In a bankruptcy the solutions are a cram down of the debt, a stretching out of the payments, and more equity. It is not adding debt to debt and nothing more. DIP financing is purely a stop gap to the above steps. Often the other major step is a change in management and a shrinking of the business by selling off lines of business and assets to generate cash and reduce losses of cash.
Europe needs to same thing. The principles are no different. Thus far we have had positive change in management in Greece, Italy, Spain, Ireland and the ECB. Most of the new top managers of these countries are technocrats or have a much better understanding of the economic issues. The change in France was a negative with the lowering of retirement ages, and the increase in hiring of more government employees. The exact opposite of what was needed. Hollande is a bumbling socialist pandering to the unions and not a technocrat.
The following is one piece of a solution which I understand has no chance of happening, but it is possibly an idea someone else can take and create a workable solution from. Governments need equity. They can’t sell LLC interests or stock in countries. But countries have assets and cash flowing properties which they can sell, and a lot of it. It is generally good credit since these are backed by the governments as you will see. The concept is simple. Europe could form a huge REIT. The REIT could get seed capital from the IMF, the ECB or one of the emergency funds now created by Europe. Countries could then contract to sell income generating assets to the REIT and a public offering by the REIT could then be had of massive proportions paying a government backed return of say 4% in the form of rent. Maybe Germany sells in some assets just to pump up the credit quality. So each country could sell office buildings it occupies, highways, transit systems, or other infrastructure systems to the REIT and provide a minimum rent guarantee to the REIT. In many cases they would simply be signing long term NNN leases for the office space, transit system or whatever. In the cases of toll roads or transit systems, they have a revenue stream now which may be operating at a loss, but then they may have to slightly raise fares. Strong political leaders can get this done in the name of sharing the burden to get through the crisis and avoid a depression. It is a tax in a form that is less politically stigmatized, and one that does not hit anyone very hard. The whole point is to generate cash equity to be used to reduce sovereign debt. Maybe you even allow banks to sell office building into the REIT to relieve their capital issues. It would be just like a Chapter 11 bankruptcy and that is exactly what is required.
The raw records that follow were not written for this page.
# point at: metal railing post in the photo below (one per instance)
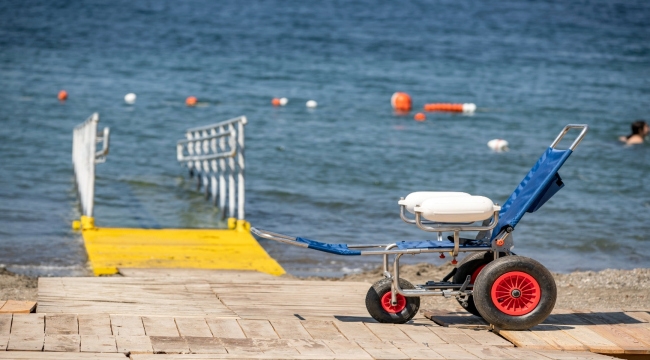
(84, 157)
(215, 154)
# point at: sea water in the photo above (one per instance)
(336, 172)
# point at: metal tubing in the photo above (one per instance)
(455, 226)
(215, 153)
(388, 247)
(578, 139)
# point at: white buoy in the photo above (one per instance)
(130, 98)
(498, 145)
(469, 108)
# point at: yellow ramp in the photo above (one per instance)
(232, 249)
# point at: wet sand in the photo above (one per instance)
(603, 290)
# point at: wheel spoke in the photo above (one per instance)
(515, 293)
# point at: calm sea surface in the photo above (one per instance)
(333, 173)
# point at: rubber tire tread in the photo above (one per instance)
(373, 303)
(500, 320)
(467, 267)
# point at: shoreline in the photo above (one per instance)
(595, 290)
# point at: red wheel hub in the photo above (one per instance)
(390, 308)
(516, 293)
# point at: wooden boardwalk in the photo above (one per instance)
(613, 332)
(163, 314)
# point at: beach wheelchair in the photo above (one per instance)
(508, 291)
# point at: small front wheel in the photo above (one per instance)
(380, 307)
(514, 293)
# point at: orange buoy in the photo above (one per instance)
(466, 108)
(401, 101)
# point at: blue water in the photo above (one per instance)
(333, 173)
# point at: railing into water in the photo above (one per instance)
(84, 157)
(215, 155)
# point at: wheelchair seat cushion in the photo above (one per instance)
(457, 209)
(416, 198)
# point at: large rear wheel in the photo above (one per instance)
(380, 307)
(472, 265)
(514, 293)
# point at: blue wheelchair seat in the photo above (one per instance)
(539, 185)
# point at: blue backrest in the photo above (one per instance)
(539, 185)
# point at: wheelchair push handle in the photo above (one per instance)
(583, 127)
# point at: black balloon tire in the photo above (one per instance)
(466, 267)
(373, 303)
(501, 320)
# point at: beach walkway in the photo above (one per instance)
(230, 249)
(151, 314)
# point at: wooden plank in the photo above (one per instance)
(18, 307)
(225, 328)
(557, 338)
(28, 324)
(240, 346)
(456, 319)
(607, 318)
(5, 324)
(142, 296)
(309, 347)
(642, 316)
(322, 330)
(258, 329)
(420, 334)
(159, 326)
(593, 341)
(519, 353)
(525, 339)
(61, 324)
(133, 344)
(453, 351)
(5, 328)
(290, 329)
(127, 325)
(205, 345)
(382, 350)
(484, 337)
(486, 352)
(420, 352)
(98, 343)
(196, 327)
(346, 349)
(95, 324)
(355, 331)
(391, 333)
(30, 355)
(613, 333)
(227, 276)
(26, 342)
(640, 333)
(453, 336)
(169, 345)
(570, 355)
(61, 342)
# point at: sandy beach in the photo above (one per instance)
(603, 290)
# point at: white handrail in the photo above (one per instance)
(84, 158)
(215, 154)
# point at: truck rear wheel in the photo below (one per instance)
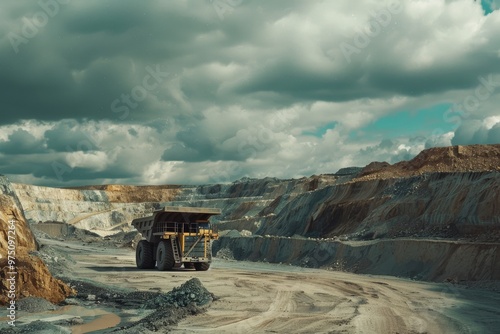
(164, 256)
(144, 257)
(201, 266)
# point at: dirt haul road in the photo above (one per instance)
(262, 297)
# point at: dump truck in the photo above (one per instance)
(175, 236)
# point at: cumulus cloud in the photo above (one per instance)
(152, 92)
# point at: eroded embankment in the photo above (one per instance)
(432, 260)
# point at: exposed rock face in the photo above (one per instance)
(437, 204)
(472, 158)
(435, 260)
(32, 275)
(451, 193)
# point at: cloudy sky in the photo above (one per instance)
(205, 91)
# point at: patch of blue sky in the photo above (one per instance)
(409, 124)
(489, 5)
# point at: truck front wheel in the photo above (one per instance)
(164, 256)
(201, 266)
(144, 258)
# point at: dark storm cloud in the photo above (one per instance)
(92, 53)
(68, 137)
(21, 142)
(154, 90)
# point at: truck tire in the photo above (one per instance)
(188, 265)
(201, 266)
(144, 257)
(164, 256)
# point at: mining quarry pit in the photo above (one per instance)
(412, 247)
(257, 297)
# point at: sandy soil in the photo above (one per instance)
(262, 297)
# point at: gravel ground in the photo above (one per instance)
(34, 305)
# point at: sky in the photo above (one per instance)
(210, 91)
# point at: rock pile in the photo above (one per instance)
(191, 292)
(472, 158)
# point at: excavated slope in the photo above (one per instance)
(451, 193)
(32, 275)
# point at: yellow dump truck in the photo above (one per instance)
(176, 236)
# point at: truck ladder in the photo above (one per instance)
(175, 250)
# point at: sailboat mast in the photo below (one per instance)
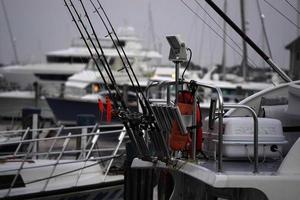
(12, 39)
(223, 77)
(298, 18)
(245, 51)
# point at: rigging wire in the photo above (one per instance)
(282, 14)
(230, 38)
(291, 5)
(220, 36)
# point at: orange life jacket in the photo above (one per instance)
(182, 141)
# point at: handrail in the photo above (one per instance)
(25, 153)
(255, 139)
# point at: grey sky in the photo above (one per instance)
(44, 25)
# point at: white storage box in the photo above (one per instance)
(239, 135)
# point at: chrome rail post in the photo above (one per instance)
(194, 124)
(255, 139)
(94, 141)
(21, 142)
(66, 142)
(54, 141)
(29, 149)
(121, 138)
(220, 135)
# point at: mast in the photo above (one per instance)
(223, 77)
(245, 52)
(12, 39)
(298, 18)
(262, 21)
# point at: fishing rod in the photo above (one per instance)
(134, 120)
(249, 41)
(121, 57)
(162, 145)
(106, 66)
(141, 148)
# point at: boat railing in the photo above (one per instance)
(58, 147)
(219, 112)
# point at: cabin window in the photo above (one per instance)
(297, 55)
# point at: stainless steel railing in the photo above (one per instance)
(60, 145)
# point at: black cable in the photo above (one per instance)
(282, 14)
(292, 6)
(217, 34)
(188, 63)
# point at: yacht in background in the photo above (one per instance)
(83, 89)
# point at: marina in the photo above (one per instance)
(105, 119)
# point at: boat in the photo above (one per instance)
(251, 152)
(83, 89)
(62, 163)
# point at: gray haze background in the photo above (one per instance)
(45, 25)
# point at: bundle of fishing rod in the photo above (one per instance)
(137, 124)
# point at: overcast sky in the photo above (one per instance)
(45, 25)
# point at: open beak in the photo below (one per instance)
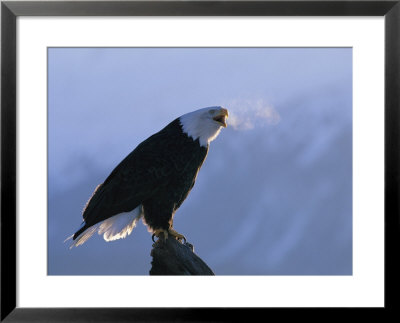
(221, 117)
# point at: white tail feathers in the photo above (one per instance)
(116, 227)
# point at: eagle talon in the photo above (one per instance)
(160, 234)
(177, 235)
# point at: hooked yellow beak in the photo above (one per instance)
(221, 116)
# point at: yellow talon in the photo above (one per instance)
(160, 232)
(177, 235)
(163, 234)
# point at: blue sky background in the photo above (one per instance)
(274, 196)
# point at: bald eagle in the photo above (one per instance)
(153, 180)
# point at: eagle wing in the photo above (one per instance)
(146, 170)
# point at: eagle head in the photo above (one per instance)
(204, 124)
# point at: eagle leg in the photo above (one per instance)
(163, 234)
(177, 235)
(160, 232)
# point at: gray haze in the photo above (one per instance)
(274, 196)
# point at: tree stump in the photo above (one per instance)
(172, 257)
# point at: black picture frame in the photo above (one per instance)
(10, 10)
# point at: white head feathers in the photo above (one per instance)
(204, 124)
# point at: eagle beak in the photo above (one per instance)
(221, 117)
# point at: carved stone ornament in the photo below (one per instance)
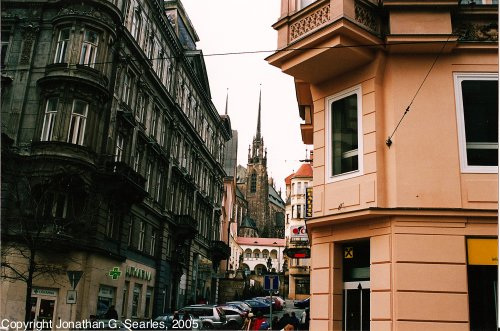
(86, 11)
(477, 31)
(310, 22)
(366, 16)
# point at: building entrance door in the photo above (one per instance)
(356, 306)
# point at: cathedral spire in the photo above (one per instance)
(227, 97)
(257, 135)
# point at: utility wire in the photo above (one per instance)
(388, 142)
(125, 59)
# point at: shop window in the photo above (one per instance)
(125, 299)
(89, 48)
(136, 300)
(119, 147)
(142, 233)
(344, 134)
(147, 302)
(477, 114)
(105, 299)
(49, 120)
(302, 286)
(77, 125)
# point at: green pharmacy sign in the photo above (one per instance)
(115, 273)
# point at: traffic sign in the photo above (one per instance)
(271, 282)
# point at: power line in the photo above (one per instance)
(388, 142)
(125, 59)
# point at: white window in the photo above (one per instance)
(136, 24)
(148, 176)
(344, 135)
(142, 232)
(77, 124)
(49, 120)
(62, 46)
(119, 148)
(476, 97)
(89, 48)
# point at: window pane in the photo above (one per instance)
(480, 103)
(344, 135)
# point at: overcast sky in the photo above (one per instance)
(242, 25)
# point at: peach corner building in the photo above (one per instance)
(403, 235)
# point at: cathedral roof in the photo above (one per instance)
(275, 198)
(248, 223)
(277, 242)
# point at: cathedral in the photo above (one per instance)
(265, 208)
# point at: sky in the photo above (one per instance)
(225, 26)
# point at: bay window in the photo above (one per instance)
(476, 97)
(49, 120)
(79, 112)
(89, 48)
(345, 155)
(62, 46)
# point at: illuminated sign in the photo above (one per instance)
(308, 202)
(482, 251)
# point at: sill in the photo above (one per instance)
(341, 177)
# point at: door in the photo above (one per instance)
(356, 306)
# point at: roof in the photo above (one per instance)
(304, 171)
(276, 242)
(275, 198)
(248, 223)
(231, 152)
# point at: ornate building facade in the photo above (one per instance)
(112, 160)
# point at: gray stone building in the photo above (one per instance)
(112, 160)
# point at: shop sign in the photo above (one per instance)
(298, 232)
(44, 291)
(309, 202)
(138, 273)
(482, 251)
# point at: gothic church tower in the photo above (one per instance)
(257, 186)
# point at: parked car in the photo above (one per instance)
(241, 305)
(168, 319)
(281, 300)
(277, 304)
(268, 301)
(211, 316)
(257, 305)
(234, 317)
(302, 303)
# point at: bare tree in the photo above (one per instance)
(43, 214)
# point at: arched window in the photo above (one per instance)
(253, 183)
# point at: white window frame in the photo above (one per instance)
(462, 143)
(88, 52)
(79, 122)
(62, 46)
(329, 178)
(49, 120)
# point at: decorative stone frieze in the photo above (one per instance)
(310, 22)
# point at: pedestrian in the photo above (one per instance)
(284, 320)
(294, 321)
(258, 321)
(111, 313)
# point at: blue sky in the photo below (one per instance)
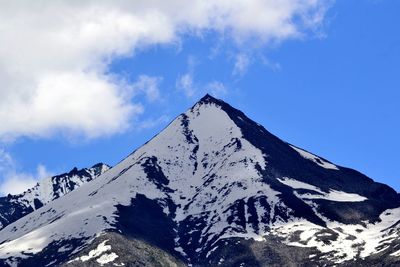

The sale of assets to the REIT would free up varying amounts of cash equity to the sovereigns which would then be required to be used to reduce debt. At the same time various countries would have to reach a debt accommodation with bondholders. While I understand all of the issues regarding such a cram down, if it is small, combined with a extension of maturities, a period of interest only, and if it is done continent wide, then with real political leadership it is possible. The sales point is we can keep on as we are and eventually the whole world suffers a major recession or worse, or we can do this or a version of it and try to move ahead to rebuild the world economy. Yes it is politically tough. Yes there will be all sorts of push back. Yes bondholders will scream that nobody will want to buy new bonds, and yes the rating agencies and others will claim it is a default and can’t be done. Yes it can be done. It has been done before. Failure to do this in some way is simply to condemn the world to relive Japan and its never ending economic problems. If the world does not take bold steps like this, or some other way to get to the same place, then we risk a social upheaval in the next few years as standards of living deteriorate, unemployment rises and hopes of a better life get trashed. Eventually that leads to bad things and bad leaders promising military solutions. History is replete with these scenarios.
While I realize this is likely just a futile idea, hopefully someone takes it and finds some way to make something work. We cannot go muddling on like this.